Canadian diva, Karina Gauvin, with the French ensemble, Le Concert de la Loge. An 11am concert for a singer – astounding; over 120 minutes of virtuosic Handel and his contemporaries – super astounding; the ensemble – brilliant; performance critique rating 12 out of 10 for those works she knew… Yes, she read some of them and one doesn’t travel across the world to watch someone reading, but for those arias she knew backwards , they were dramatic with appropriate staging elements, like entering in the intros and eye-balling the audience, or confronting the musicians, or storming the stage with fury. This was an outstanding concert in a superb acoustic.

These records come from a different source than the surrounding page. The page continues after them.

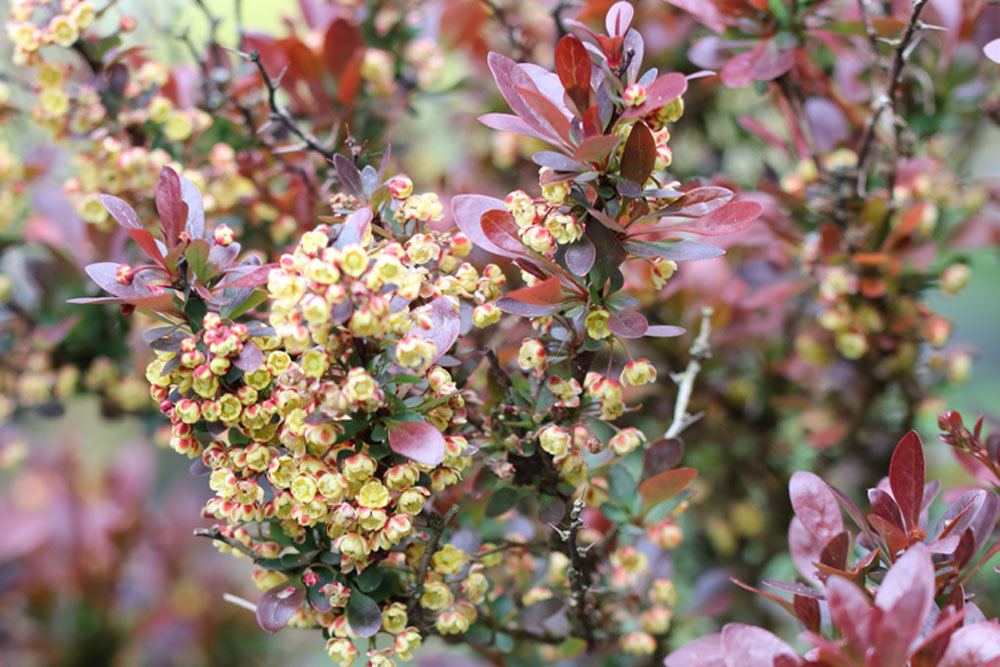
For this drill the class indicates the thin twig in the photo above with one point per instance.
(890, 100)
(700, 350)
(436, 525)
(215, 533)
(281, 115)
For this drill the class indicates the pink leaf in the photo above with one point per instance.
(419, 441)
(992, 50)
(703, 652)
(815, 506)
(727, 219)
(850, 609)
(278, 605)
(906, 477)
(749, 646)
(973, 646)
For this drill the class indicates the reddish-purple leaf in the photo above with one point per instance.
(850, 610)
(727, 219)
(596, 148)
(170, 205)
(580, 256)
(573, 67)
(419, 441)
(906, 477)
(701, 201)
(662, 454)
(976, 645)
(546, 293)
(628, 324)
(619, 18)
(639, 156)
(750, 646)
(666, 485)
(703, 652)
(992, 50)
(468, 211)
(249, 359)
(815, 506)
(445, 327)
(278, 605)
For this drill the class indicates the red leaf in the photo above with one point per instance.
(727, 219)
(546, 293)
(170, 205)
(419, 441)
(815, 506)
(666, 485)
(906, 478)
(639, 156)
(850, 610)
(628, 324)
(278, 605)
(573, 67)
(596, 148)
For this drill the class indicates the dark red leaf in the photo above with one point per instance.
(815, 506)
(906, 477)
(596, 148)
(573, 67)
(419, 441)
(666, 485)
(628, 324)
(170, 205)
(639, 156)
(278, 605)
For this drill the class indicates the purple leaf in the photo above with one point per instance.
(170, 205)
(815, 506)
(750, 646)
(445, 325)
(906, 478)
(580, 256)
(703, 652)
(278, 605)
(419, 441)
(628, 324)
(249, 359)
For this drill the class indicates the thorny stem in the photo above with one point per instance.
(436, 524)
(578, 577)
(216, 534)
(700, 350)
(889, 102)
(281, 115)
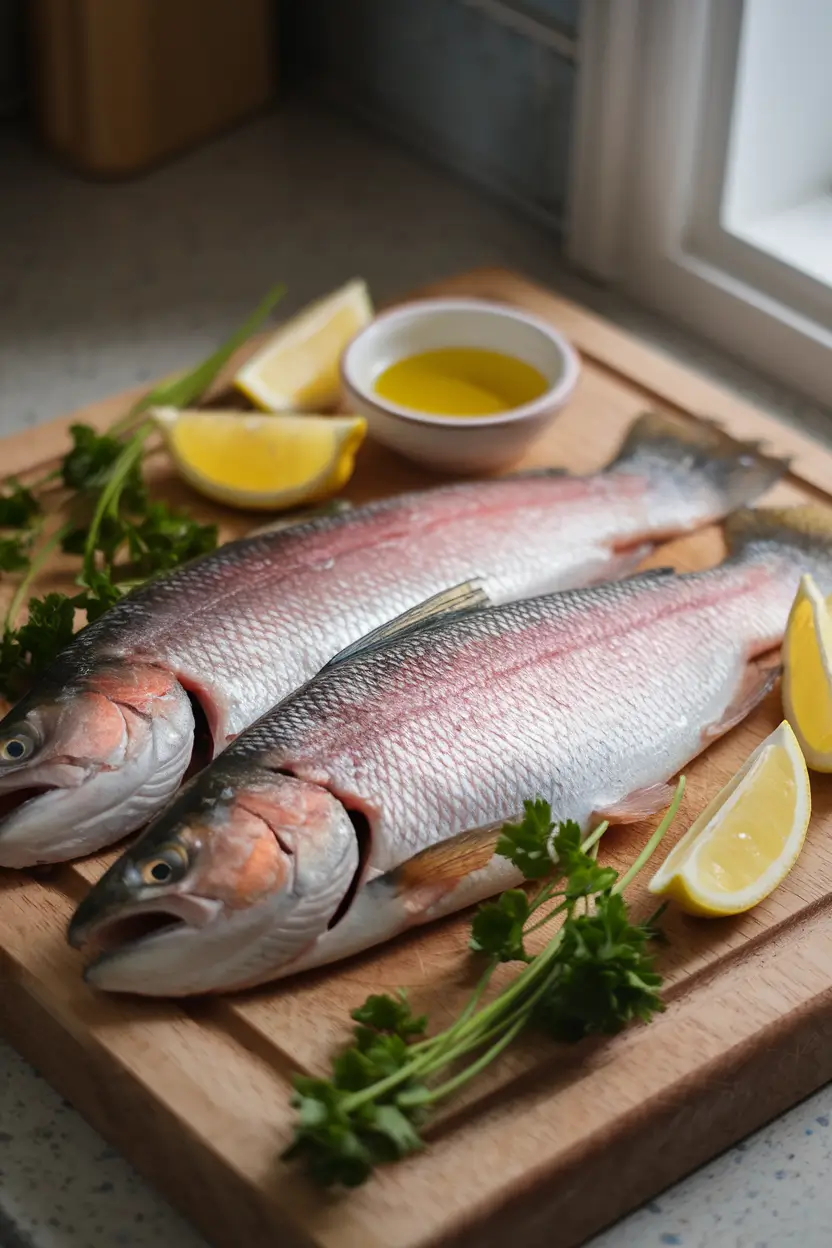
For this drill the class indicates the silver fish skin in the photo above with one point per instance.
(591, 699)
(233, 633)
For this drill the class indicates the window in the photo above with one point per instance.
(702, 171)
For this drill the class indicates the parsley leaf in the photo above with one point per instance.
(18, 506)
(166, 538)
(584, 876)
(527, 844)
(389, 1014)
(89, 462)
(603, 976)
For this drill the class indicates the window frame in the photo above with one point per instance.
(654, 100)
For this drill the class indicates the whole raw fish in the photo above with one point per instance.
(368, 800)
(105, 738)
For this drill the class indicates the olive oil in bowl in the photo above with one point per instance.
(460, 382)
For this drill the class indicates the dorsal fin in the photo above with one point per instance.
(445, 605)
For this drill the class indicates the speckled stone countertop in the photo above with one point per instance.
(105, 286)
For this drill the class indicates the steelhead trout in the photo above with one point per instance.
(371, 799)
(105, 738)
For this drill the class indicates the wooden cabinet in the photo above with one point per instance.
(121, 85)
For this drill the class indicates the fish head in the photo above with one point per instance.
(89, 756)
(231, 884)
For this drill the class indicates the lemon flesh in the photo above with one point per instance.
(747, 839)
(807, 674)
(263, 462)
(298, 368)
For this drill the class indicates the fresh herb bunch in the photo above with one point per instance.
(594, 976)
(121, 536)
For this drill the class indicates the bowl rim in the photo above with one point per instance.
(554, 397)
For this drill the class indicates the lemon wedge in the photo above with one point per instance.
(807, 674)
(262, 462)
(298, 366)
(747, 839)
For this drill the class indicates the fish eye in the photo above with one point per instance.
(169, 865)
(15, 749)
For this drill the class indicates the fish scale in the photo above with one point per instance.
(437, 731)
(236, 632)
(579, 697)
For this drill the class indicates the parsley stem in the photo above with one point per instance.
(655, 840)
(480, 1063)
(31, 572)
(109, 496)
(546, 917)
(435, 1042)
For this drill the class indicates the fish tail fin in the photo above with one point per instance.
(697, 461)
(803, 533)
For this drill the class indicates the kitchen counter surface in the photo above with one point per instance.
(106, 286)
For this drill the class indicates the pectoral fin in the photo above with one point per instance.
(424, 879)
(437, 881)
(640, 804)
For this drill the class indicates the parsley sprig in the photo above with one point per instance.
(594, 976)
(121, 536)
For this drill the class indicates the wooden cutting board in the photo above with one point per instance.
(553, 1142)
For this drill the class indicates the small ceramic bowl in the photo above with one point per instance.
(468, 444)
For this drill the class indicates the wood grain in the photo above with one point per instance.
(551, 1143)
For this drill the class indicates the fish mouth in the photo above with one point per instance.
(115, 936)
(122, 935)
(14, 800)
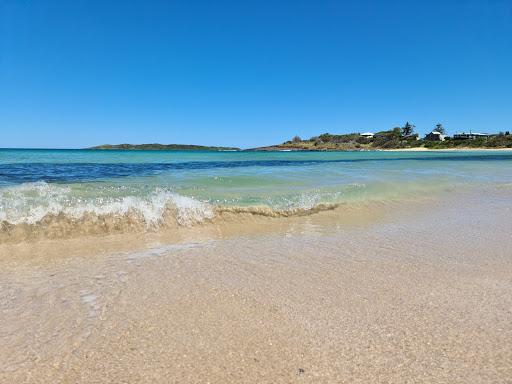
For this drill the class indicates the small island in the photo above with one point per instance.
(162, 147)
(398, 138)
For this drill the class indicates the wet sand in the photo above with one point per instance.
(414, 296)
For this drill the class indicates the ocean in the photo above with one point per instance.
(147, 190)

Concert #2 in the Konzerthalle Ulrichskirche at 15:00. Enough time for lunch in Marktplatz which was now a calm sea of mostly tourists, then Handel’s Agrippina – a 3 act opera performed in concert (not staged) with Christopher Rousset’s acclaimed ensemble, Les Talens lyriques, and a line-up of 8 soloists, the soprano Ann Hallenberg (Agrippina) being the only recognisable name. Immediately chalk and cheese. Two harpsichords both facing upstage with Rousset occasionally playing but mostly pseudo conducting standing up. The orchestra was most definitely led by the female concert leader, who was a knock-out! Initially her cheeks revealed her tongue cleaning the recesses of her mouth from a lunch, and throughout, her eyes flirted with members of the orchestra, or she was dozing and on occasion almost missed entries, or she was mouthing a conversation across the platform. The ensemble was untidy and most players looked disinterested; they certainly didn’t play the drama. Even the continuo cellist played his music, not that required to support the action.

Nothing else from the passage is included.